Setelah mandi dan mengistirahatkan diri sejenak dari rasa marah dan emosi yang terus menyelimutinya. Marcel kembali kedalam kamar tempat Bella terkurung. Disana dia mendapati Bella yang masih belum sadarkan diri.

Dengan perlahan Marcel mendekati Bella yang meringkuk di balik selimut. Ia singkap selimut itu lalu mengamati semua luka yang dia berikan pada Bella. Marcel juga bisa melihat leher Bella yang mulai lecet karena rantai yang dia pakaikan.

Marcel menjauhi Bella sejenak untuk mencari kotak obat dari dalam lemari lalu kembali mendekati tubuh Bella.
Dan bersuara Marcel mulai mengoleskan obat luka kepada tubuh Bella secara perlahan agar empunya tidak terbangun.

Beberapa kali Bella kelihatan meringis sakit ketika obat mengenai luka di kulitnya. Tapi mungkin karena sudah kehabisan banyak tenaga serta lelah menangis Bella tetap tidak sanggup membuka matanya.

Setelah selesai mengobati Bella, Marcel memanggil seorang pelayan.

"Mirna, tolong siapkan pakaian dan makanan untuknya. Kalau dia sudah bangun, bantu dia membersihkan diri. Mungkin nanti dokter juga akan datang memeriksanya," jelas Marcel.

Setelah menyelesaikan urusan Bella sekarang Marcel menghabiskan waktu menyendiri di balkon kamar. Seperti biasa dia akan mengingat segala hal tentang Inka selama berjam-jam. Hanya itu kegiatan Marcel yang membuatnya tenang.

Tempat itu selalu mengingatkan Marcel pada semua momen indah dan penuh kehangatan dia bersama Inka. Marcel adalah pria yang lembut dan penuh kasih sayang pada waktu itu. Sebelum Roby merusak semua dan merubah dirinya.

Yang tersisa sekarang hanya Marcel yang penuh amarah dan dendam. Dia membangun tembok yang begitu tinggi hingga tidak bisa merasakan ikhlas, cinta dan kasih sayang yang datang pada dirinya. Membuat Marcel selalu berperilaku kejam seperti orang tidak punya hati.

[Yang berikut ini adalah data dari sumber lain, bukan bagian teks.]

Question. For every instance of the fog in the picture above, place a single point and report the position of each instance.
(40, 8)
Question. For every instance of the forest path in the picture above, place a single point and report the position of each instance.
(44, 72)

"Aku sangat mencintai mu Marcel."

"Aku ingin hidup bersama mu."

"Aku bahagia bersama mu Marcel."

"Kamu satu-satunya cinta dalam hidupku."

Suara Inka terdengar kembali dalam pikirannya.

Marcel merasa tidak tahan setiap kali dia mengingat Inka. Air mata selalu mengalir begitu saja tanpa mampu di tahan. Sakit yang begitu nyeri kembali dia rasakan ketika mengingat bahwa suara Inka sudah menjadi kenangan.

"Semua memang tidak pernah adil kepada aku dan Inka. Kenapa harus mengambil Inka dariku dan membiarkan aku hidup tersiksa selama ini!"

Marcel kembali hilang kendali, meremas kuat rambutnya sendiri. Suara Inka, tembakan dan juga teriakan pada hari pembantaian itu bercampur menjadi satu dan membuatnya frustasi.

"Aku tidak sanggup dengan semua ini, semua terlalu menyakitkan untukku," ucap Marcel diiringi tangis terisak menunjukkan sisi terlemahnya.

Marcel kembali masuk kedalam kamarnya lalu membuka laci. Dia meraih sebotol obat penenang yang selalu ia minum. Kali ini Marcel memilih menenggak habis sebotol obat itu tanpa mengikuti resep yang sudah tertulis.

Cukup lama Marcel berteriak dan meracau tidak menentu tentang Inka dan keluarganya. Lalu perlahan tubuh Marcel mendingin dari ujung kaki, pandangan mata Marcel juga mengabur dan akhirnya terjatuh ke tanah.

Lima belas menit kemudian Vero kembali ingin menemui Marcel setelah menyelesaikan semua tugas yang di berikan oleh Marcel. Betapa terkejutnya pria itu ketika melihat tuannya sudah terbujur dalam keadaan mulut berbusa.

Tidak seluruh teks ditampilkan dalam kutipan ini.